In this project, we generate Twitter Biographies using RNNs(Recurrent Neural Nets). Given any user ID, the code finds all of their friends, and the friends of all of their friends, then collects the bios of up to 10,000 of these users. We then use a RNN to learn the conditional probabilities between letters. Lastly, we use this RNN to generate new biographies that are 140 characters each.

To generate Twitter bios using your friends’ bios

Download the code from github and install the requirements: pip install -r requirements.txt

Getting started with Twitter API

Set up an Twitter developer account and create a new app.

To Find your Twitter ID: 1) Go to www.twitter.com and click your profile at the top right and go to Settings and Privacy
2) Click on Your Twitter Data
3) Enter your password and hit confirm to see the USER ID

Dataset

1) Find your Twitter ID

2) Get your friends IDs by passing in your ID to get_friends.py, which creates a file called FriendIDs.txt

> python get_friends.py 01221414

3) Get your friends of friends’ IDs by calling get_fof.py and passing it FriendIDs.txt, which creates a file get FoFIDs.txt

> python get_fof.py FriendIDs.txt

4) Get all user biographies by calling get_bios.py and passing in FoFIDs.txt, which creates a file called Bios.txt

> python get_bios.py FoFIDs.txt

Training and Generating

5) Train Train a RNN on all the biographies by calling train.py and passing it Bios.txt

> python train.py Bios.txt

Training for 2000 epochs...
(10 minutes later)
Saved as Bios.pt

6) Generate After training the model will be saved as [filename].pt Now run generate_bios.py with that filename to generate some new bios. Pick two characters that you want the sentences to start with. We created examples when the first two letters are “Th” and “I “

> python generate_bios.py Bios.pt --prime_str "Th"

Training options

Usage: train.py [filename] [options]

Options:
--n_epochs         Number of epochs to train
--print_every      Log learning rate at this interval
--hidden_size      Hidden size of GRU
--n_layers         Number of GRU layers
--learning_rate    Learning rate
--chunk_len        Length of chunks to train on at a time

Generation options

Usage: generate.py [filename] [options]

Options:
-p, --prime_str      String to prime generation with
-l, --predict_len    Length of prediction
-t, --temperature    Temperature (higher is more chaotic)

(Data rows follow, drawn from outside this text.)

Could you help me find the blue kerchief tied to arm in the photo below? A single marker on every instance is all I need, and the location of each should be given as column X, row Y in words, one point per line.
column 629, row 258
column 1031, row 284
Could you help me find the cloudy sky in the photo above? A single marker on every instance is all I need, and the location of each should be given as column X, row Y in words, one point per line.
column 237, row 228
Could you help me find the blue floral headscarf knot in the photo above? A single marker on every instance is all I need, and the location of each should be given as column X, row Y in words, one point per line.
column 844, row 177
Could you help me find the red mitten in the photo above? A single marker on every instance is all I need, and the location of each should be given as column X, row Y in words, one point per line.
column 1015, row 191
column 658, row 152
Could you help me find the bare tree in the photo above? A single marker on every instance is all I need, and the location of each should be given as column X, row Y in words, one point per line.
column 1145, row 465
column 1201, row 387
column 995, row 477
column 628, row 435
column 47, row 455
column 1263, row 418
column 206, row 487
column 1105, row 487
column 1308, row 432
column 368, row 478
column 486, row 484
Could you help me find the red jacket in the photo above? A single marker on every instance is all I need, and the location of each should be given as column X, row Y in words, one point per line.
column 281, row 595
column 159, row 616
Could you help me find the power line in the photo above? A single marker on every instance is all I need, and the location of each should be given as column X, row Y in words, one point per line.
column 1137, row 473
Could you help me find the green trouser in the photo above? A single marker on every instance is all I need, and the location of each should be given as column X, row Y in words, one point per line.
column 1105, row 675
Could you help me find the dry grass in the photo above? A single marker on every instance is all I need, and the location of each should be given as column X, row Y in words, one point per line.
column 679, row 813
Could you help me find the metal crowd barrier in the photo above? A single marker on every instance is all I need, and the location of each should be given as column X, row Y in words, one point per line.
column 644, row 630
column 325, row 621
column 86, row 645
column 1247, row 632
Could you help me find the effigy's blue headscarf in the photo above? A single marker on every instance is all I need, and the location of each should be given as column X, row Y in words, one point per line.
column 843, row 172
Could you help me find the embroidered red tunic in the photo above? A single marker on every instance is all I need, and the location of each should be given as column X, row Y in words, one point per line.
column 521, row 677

7) (Optional) Call temp-iterator.py and pass in a value between 0 and 1 to test out the algorithm at different temperatures. Higher temperatures make the output more unpredictable, while lower temperatures make them more regular

Challenges

Language Mixing. I had to manually remove the IDs of my friends that follow a lot of people that tweet in different languages, and even so friends of friends still leaked in some non-english tweets.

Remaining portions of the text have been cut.